鉄道模型をこの車両から始めたという人も多いのでないかと思われるのがレールバス。価格の安さからなんとなく最初に購入したという人が多いと思うが、実物の知識は意外に知らない車種ではないだろうか。
欧州を視察してきた国鉄総裁の鶴の一声で導入が決まったレールバス。そのような小型車の導入には消極的だった現場当局。そのような中で、前例の無い小型車両の設計・製作や、現場での耐久試験、北海道での耐寒試験などに携わった人々からもたらされた貴重な資料や体験談、スペック入りのメーカーパンフレット(国鉄レールバスは49台すべてが東急車輛製なのだそうだ)も収録されている。

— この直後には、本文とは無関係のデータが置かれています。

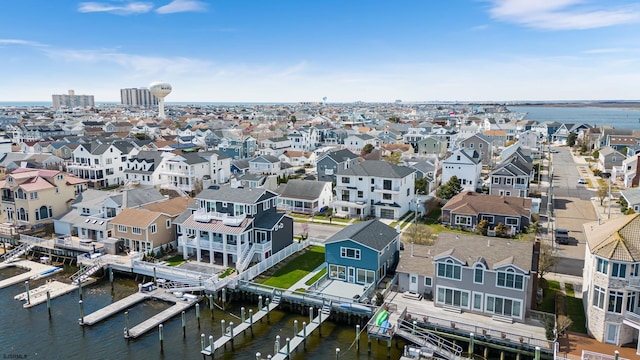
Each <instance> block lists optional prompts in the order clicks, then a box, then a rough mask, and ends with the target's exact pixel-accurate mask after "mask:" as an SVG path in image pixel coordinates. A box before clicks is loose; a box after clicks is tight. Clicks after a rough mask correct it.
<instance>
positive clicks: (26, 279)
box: [0, 260, 59, 289]
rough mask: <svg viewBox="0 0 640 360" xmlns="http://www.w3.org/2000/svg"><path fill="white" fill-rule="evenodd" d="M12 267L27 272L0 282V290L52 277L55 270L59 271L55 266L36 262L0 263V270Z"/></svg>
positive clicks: (23, 261)
mask: <svg viewBox="0 0 640 360" xmlns="http://www.w3.org/2000/svg"><path fill="white" fill-rule="evenodd" d="M12 266H16V267H19V268H23V269H28V270H29V271H27V272H25V273H22V274H18V275H15V276H12V277H10V278H8V279H4V280H2V281H0V289H4V288H6V287H9V286H12V285H15V284H19V283H23V282H25V281H27V280H34V279H42V278H44V277H47V276H50V275H53V274H54V273H55V271H56V269H59V268H58V267H57V266H51V265H45V264H40V263H38V262H35V261H29V260H20V261H15V262H12V263H8V264H7V263H0V269H5V268H8V267H12Z"/></svg>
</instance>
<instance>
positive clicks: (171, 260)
mask: <svg viewBox="0 0 640 360" xmlns="http://www.w3.org/2000/svg"><path fill="white" fill-rule="evenodd" d="M164 261H166V262H167V265H169V266H178V265H182V264H184V263H185V262H186V261H185V260H184V259H183V258H182V254H178V255H175V256H172V257H170V258H168V259H167V260H164Z"/></svg>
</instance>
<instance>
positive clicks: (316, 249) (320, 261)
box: [258, 246, 324, 289]
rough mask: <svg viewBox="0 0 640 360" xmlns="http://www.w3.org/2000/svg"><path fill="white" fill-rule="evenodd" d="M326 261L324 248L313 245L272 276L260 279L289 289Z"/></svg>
mask: <svg viewBox="0 0 640 360" xmlns="http://www.w3.org/2000/svg"><path fill="white" fill-rule="evenodd" d="M322 263H324V248H323V247H321V246H312V247H311V248H310V249H309V250H308V251H307V252H305V253H304V254H302V255H300V256H297V257H296V258H293V259H291V260H290V261H289V262H287V264H285V265H284V266H283V267H281V268H280V269H278V270H277V271H276V272H275V273H274V274H273V275H272V276H271V277H269V278H267V279H264V280H261V281H258V282H259V283H261V284H264V285H269V286H273V287H277V288H281V289H288V288H290V287H291V286H293V284H295V283H296V282H298V281H299V280H300V279H302V278H303V277H305V275H307V274H309V273H310V272H311V271H313V270H315V269H316V268H317V267H318V266H320V265H322Z"/></svg>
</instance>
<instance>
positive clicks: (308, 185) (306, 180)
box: [275, 179, 333, 215]
mask: <svg viewBox="0 0 640 360" xmlns="http://www.w3.org/2000/svg"><path fill="white" fill-rule="evenodd" d="M275 192H276V193H278V194H279V195H280V196H279V197H278V210H282V211H287V212H289V211H290V212H296V213H303V214H308V215H313V214H317V213H319V212H320V211H321V209H323V208H325V210H326V207H328V206H330V205H331V202H332V201H333V191H332V187H331V182H328V181H312V180H299V179H290V180H289V181H287V182H286V183H283V184H281V185H280V186H279V187H278V188H277V189H276V190H275Z"/></svg>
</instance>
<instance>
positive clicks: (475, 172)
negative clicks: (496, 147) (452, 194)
mask: <svg viewBox="0 0 640 360" xmlns="http://www.w3.org/2000/svg"><path fill="white" fill-rule="evenodd" d="M481 173H482V159H481V157H480V154H479V153H478V152H477V151H475V150H471V149H465V150H461V149H457V150H454V151H453V153H452V154H451V156H449V157H448V158H446V159H444V160H443V161H442V183H443V184H445V183H447V182H448V181H449V179H451V177H453V176H454V175H455V176H456V177H457V178H458V179H459V180H460V185H461V186H462V189H463V190H466V191H476V189H477V188H479V187H480V185H481V183H480V174H481Z"/></svg>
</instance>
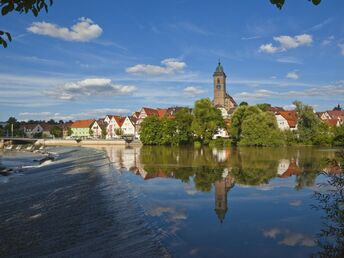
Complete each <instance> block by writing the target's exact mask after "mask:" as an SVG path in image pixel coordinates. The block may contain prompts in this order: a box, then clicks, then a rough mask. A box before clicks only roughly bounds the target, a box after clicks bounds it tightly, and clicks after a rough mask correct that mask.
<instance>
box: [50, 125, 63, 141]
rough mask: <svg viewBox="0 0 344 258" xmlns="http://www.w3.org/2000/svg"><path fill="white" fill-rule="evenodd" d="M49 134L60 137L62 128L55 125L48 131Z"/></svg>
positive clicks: (61, 135)
mask: <svg viewBox="0 0 344 258" xmlns="http://www.w3.org/2000/svg"><path fill="white" fill-rule="evenodd" d="M50 134H51V135H53V136H55V137H59V138H60V137H62V128H61V127H59V126H57V125H55V126H53V127H52V128H51V129H50Z"/></svg>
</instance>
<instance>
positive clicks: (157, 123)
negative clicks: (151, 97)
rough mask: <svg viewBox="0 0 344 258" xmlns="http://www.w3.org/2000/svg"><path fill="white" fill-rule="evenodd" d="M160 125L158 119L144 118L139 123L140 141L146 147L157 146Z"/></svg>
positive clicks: (151, 118) (159, 121)
mask: <svg viewBox="0 0 344 258" xmlns="http://www.w3.org/2000/svg"><path fill="white" fill-rule="evenodd" d="M160 130H161V123H160V120H159V118H158V117H156V116H149V117H146V118H145V119H144V120H143V122H142V123H141V128H140V140H141V142H142V143H143V144H146V145H156V144H158V137H159V136H160Z"/></svg>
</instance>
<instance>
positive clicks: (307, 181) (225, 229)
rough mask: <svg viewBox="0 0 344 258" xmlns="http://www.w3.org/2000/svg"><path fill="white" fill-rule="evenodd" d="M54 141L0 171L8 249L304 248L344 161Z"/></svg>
mask: <svg viewBox="0 0 344 258" xmlns="http://www.w3.org/2000/svg"><path fill="white" fill-rule="evenodd" d="M49 151H51V152H53V153H54V155H55V156H56V160H55V161H54V162H52V163H50V164H46V165H44V166H36V167H30V168H27V169H22V170H21V171H20V173H17V174H19V176H18V175H17V176H9V177H7V180H6V181H4V180H2V181H0V210H1V214H0V232H1V237H0V256H2V257H11V256H13V257H18V256H27V257H35V256H53V257H61V256H62V257H80V256H94V257H169V256H173V257H308V256H309V255H311V254H314V253H316V252H318V251H319V247H318V246H317V234H318V233H319V231H320V230H321V228H322V222H323V221H322V218H321V216H322V215H323V214H322V212H321V211H319V210H316V209H313V208H312V205H315V204H316V202H317V200H316V199H315V198H314V196H313V194H314V191H316V190H318V184H320V183H322V182H325V181H326V177H325V176H324V175H322V173H321V172H322V171H325V172H327V173H329V174H338V173H339V171H340V168H339V166H338V164H337V163H334V162H330V163H329V162H328V160H331V159H334V158H335V151H336V150H335V149H329V148H240V149H230V148H225V149H216V148H215V149H210V148H201V149H194V148H191V147H190V148H188V147H180V148H168V147H146V146H144V147H120V146H116V147H100V148H98V149H89V148H51V149H50V150H49ZM12 159H13V158H12ZM8 160H9V158H8V156H6V155H4V156H3V157H2V163H3V164H5V163H6V162H8ZM19 161H20V158H19V156H18V162H19ZM12 162H13V160H12ZM19 163H20V162H19Z"/></svg>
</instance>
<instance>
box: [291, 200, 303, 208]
mask: <svg viewBox="0 0 344 258" xmlns="http://www.w3.org/2000/svg"><path fill="white" fill-rule="evenodd" d="M289 204H290V205H291V206H294V207H298V206H300V205H301V204H302V201H301V200H295V201H291V202H289Z"/></svg>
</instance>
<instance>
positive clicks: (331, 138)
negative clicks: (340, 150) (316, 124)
mask: <svg viewBox="0 0 344 258" xmlns="http://www.w3.org/2000/svg"><path fill="white" fill-rule="evenodd" d="M332 141H333V132H332V127H330V126H329V125H327V124H325V123H324V122H320V123H319V124H318V126H317V129H316V133H315V135H314V136H313V139H312V144H314V145H331V144H332Z"/></svg>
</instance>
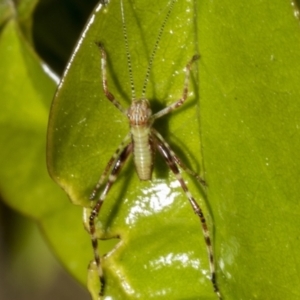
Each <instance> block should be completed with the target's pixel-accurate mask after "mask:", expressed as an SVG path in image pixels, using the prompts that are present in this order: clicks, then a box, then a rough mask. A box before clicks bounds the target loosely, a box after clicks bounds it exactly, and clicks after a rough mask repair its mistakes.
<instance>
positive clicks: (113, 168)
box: [89, 143, 132, 296]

ローカル線に初めて暖色系ツートーンのボディカラーを持ち込んだり、増発によりお客を呼べることを証明したりと画期的な成果を残しながらも、その華奢で小さなボディーでは自ら呼び寄せたお客さんを運びきれずに約10年で国鉄線上から走り去ってしまったレールバスは、生まれてくるのが時代に対してあまりにも早すぎたのだろうか。一瞬を駆け抜けた小さな名車達をコンパクトにまとめた入門書。このシリーズは値段も安くてお勧め。